Al-Maqqarī, in his History of the Dynasties of Spain, has an interesting notice of education in that country, in which he writes:—
“Respecting the state of science among the Andalusians (Spaniards), we must own in justice that the people of that country were the most ardent lovers of knowledge, as well as those who best knew how to appreciate and distinguish a learned man and an ignorant one; indeed, science was so much esteemed by them, that whoever had not been endowed by God with the necessary qualifications to acquire it, did everything in his power to distinguish himself, and conceal from the people his want of instruction; for an ignorant man was at all times looked upon as an object of the greatest contempt, while the learned man, on the contrary, was not only respected by all, nobles and plebeians, but was trusted and consulted on every occasion; his name was in every mouth, his power and influence had no limits, and he was preferred and distinguished in all the occasions of life.
“Owing to this, rich men in Cordova, however illiterate they might be, encouraged letters, rewarded with the greatest munificence writers and poets, and spared neither trouble nor expense in forming large collections of books; so that, independently of the famous library founded by the K͟halīfah al-Ḥākim, and which is said by writers worthy of credit to have contained no less than four hundred thousand volumes, there were in the capital many other libraries in the hands of wealthy individuals, where the studious could dive into the fathomless sea of knowledge, and bring up its inestimable pearls. Cordova was indeed, in the opinion of every author, the city in Andalus where most books were to be found, and its inhabitants were renowned for their passion for forming libraries. To such an extent did this rage for collection increase, says Ibn Saʿīd, that any man in power, or holding a situation under Government, considered himself obliged to have a library of his own, and would spare no trouble or expense in collecting books, merely in order that people might say,—Such a one has a very fine library, or, he possesses a unique copy of such a book, or, he has a copy of such a work in the hand-writing of such a one.”

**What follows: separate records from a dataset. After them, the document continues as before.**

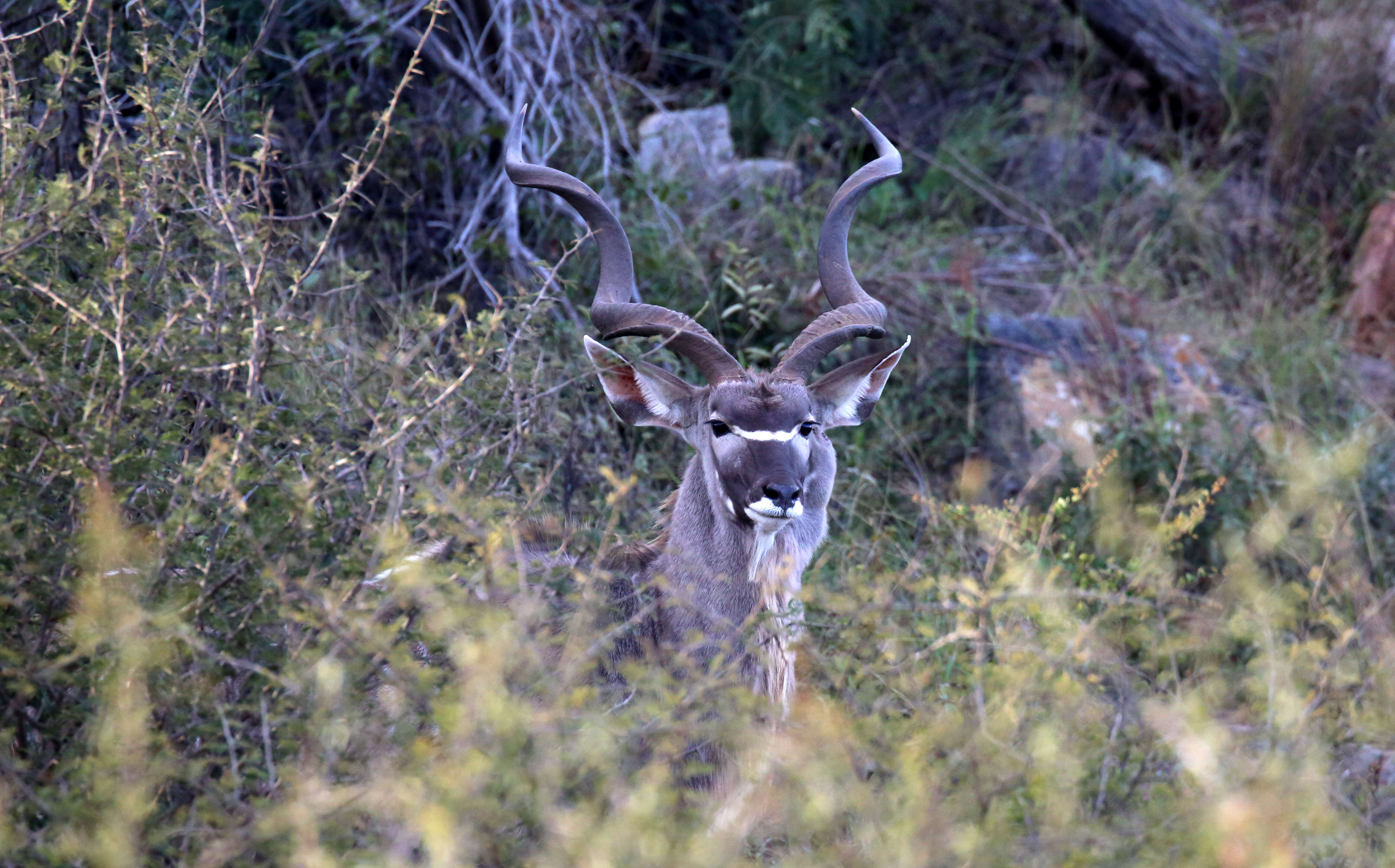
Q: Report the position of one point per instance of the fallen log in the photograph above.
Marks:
(1181, 48)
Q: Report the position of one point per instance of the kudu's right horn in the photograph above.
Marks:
(614, 312)
(856, 314)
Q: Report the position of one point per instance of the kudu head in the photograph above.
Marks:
(762, 433)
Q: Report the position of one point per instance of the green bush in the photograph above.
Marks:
(221, 439)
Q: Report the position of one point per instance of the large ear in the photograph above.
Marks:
(850, 393)
(641, 394)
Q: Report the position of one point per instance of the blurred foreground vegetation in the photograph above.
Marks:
(245, 369)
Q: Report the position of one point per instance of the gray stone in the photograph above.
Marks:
(1048, 383)
(1080, 169)
(694, 151)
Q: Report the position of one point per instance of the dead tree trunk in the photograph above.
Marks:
(1176, 45)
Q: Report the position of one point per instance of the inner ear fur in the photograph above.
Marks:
(639, 393)
(852, 391)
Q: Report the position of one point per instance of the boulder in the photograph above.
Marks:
(1048, 383)
(1076, 171)
(694, 150)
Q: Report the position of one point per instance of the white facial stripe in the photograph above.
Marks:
(780, 436)
(765, 509)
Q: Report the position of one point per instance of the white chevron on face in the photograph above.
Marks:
(779, 436)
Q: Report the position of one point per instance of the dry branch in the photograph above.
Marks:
(1179, 47)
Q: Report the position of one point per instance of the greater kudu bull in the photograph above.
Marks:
(750, 513)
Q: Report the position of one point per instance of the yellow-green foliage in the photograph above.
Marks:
(209, 450)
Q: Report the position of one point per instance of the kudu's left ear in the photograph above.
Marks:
(852, 391)
(641, 394)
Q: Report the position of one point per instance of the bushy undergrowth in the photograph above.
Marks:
(221, 442)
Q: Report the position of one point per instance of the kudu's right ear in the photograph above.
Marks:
(641, 394)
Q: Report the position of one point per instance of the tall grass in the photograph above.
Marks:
(215, 465)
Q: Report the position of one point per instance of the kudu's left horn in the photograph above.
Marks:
(856, 314)
(614, 312)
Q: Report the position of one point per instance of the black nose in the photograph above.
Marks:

EGGS. According to the Imām Abū Ḥanīfah, if a person purchase eggs and after opening them discover them to be of bad quality and unfit for use, he is entitled to a complete restitution of the price from the seller. (Hidāyah, vol. ii. p. 415.)
EGYPT. Arabic Miṣr (مصر). The land of Egypt is mentioned several times in the Qurʾān in connection with the history of Joseph and Moses. In the year A.H. 7 (A.D. 628), Muḥammad sent an embassy to al-Muqauqis, the Roman Governor of Egypt, who received the embassy kindly and presented the Prophet with two female Coptic slaves.